As different generations continue their concerns in saving for retirement, there’s one other demographic still strapped for knowledge: Women. They are more anxious about their savings than men, and face unique challenges to building retirement income.
A TIAA report finds women work for less years and gain fewer salary increases compared to men. Saving early in their careers can seem tough as well. The TIAA study found that in order for two recent college graduates to secure an equal amount in retirement savings, the male would need to save 10% of his salary, while the woman would have to put away 18% of her pay. Career breaks, whether it be caregiving or raising children; greater life expectancy and higher lifetime health insurance costs all add to the earnings gap and savings shortfall, a potential number of up to 1.3 million dollars.
To combat these challenges, T. Rowe Price created a short, seven-episode video series on real-life experiences shared by 23 women, as well as advice about how to take back control of finances.
As for different generations, studies show Millennials need a savings rate of 22% in order to accumulate enough for retirement, with a start-date of now, due to lower expected market returns. A NerdWallet analysis reported that if a 25 year old Millennial were to wait until age 35 to save, he or she must put aside an almost impossible 34% ($16,400) annually in order to retire at age 67 with an 80% replacement income, assuming 5% annual returns. With student loans delaying most from saving, as well as 70% of Millennials preferring to travel than save, it’s possible the generation may see a bleak future in retirement.

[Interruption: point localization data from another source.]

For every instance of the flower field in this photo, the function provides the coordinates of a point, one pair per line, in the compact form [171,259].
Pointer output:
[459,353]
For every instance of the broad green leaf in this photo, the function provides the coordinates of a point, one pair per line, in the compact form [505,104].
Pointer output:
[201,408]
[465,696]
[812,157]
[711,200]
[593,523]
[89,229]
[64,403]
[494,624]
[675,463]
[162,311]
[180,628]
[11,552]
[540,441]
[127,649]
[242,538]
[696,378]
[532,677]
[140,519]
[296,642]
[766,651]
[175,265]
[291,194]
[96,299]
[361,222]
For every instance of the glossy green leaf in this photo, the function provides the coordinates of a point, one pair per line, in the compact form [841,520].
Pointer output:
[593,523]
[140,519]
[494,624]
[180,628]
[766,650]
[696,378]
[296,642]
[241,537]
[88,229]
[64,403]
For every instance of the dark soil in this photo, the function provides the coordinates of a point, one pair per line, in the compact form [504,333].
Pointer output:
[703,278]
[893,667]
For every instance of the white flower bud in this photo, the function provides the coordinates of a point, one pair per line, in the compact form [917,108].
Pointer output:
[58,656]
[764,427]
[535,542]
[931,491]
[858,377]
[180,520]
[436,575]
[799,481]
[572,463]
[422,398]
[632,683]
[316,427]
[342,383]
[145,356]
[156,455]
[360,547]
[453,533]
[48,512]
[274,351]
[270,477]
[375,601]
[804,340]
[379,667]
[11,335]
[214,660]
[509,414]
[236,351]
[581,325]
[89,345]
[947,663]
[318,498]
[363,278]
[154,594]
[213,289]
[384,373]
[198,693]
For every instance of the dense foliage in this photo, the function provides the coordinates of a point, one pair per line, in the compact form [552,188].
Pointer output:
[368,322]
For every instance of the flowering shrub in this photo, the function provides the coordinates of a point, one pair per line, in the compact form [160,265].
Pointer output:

However, there are evolving technologies and advances that exist to further assist workers in saving. Willis Towers Watson found that 66% of Millennials and Baby Boomers believe mobile apps and tools are either important or very important in managing and tracking the value of retirement savings. Furthermore, 59% of Millennials and 54% of Boomers place higher values on tools to help them track retirement goals.
For Boomers, education is particularly critical, especially since the age group is closing in on retirement each day. Even though members of the WWII generation are known for their hardworking and driven nature, a survey from Indexed Annuity Leadership Council (IALC) found that among Boomers, one in four have saved less than $5,000 for retirement. Pension income won’t cut it either, as the IRI estimated a total of 56 million Boomers will not obtain any income from pensions, and any future retirees will need more than $400,000 to replace the deficit.
Millennials and Boomers aren’t the only generations struggling to save, however. Among defined contribution (DC) plan participants in Generation X, less than four-in-ten believe they will have enough saved for retirement. Competing financial priorities are making Generation X far less confident than other generations that they will be able to make ends meet in retirement.
As all demographics continue their fight in retirement investing and saving, plan sponsors can help with targeted communications and relevant tools.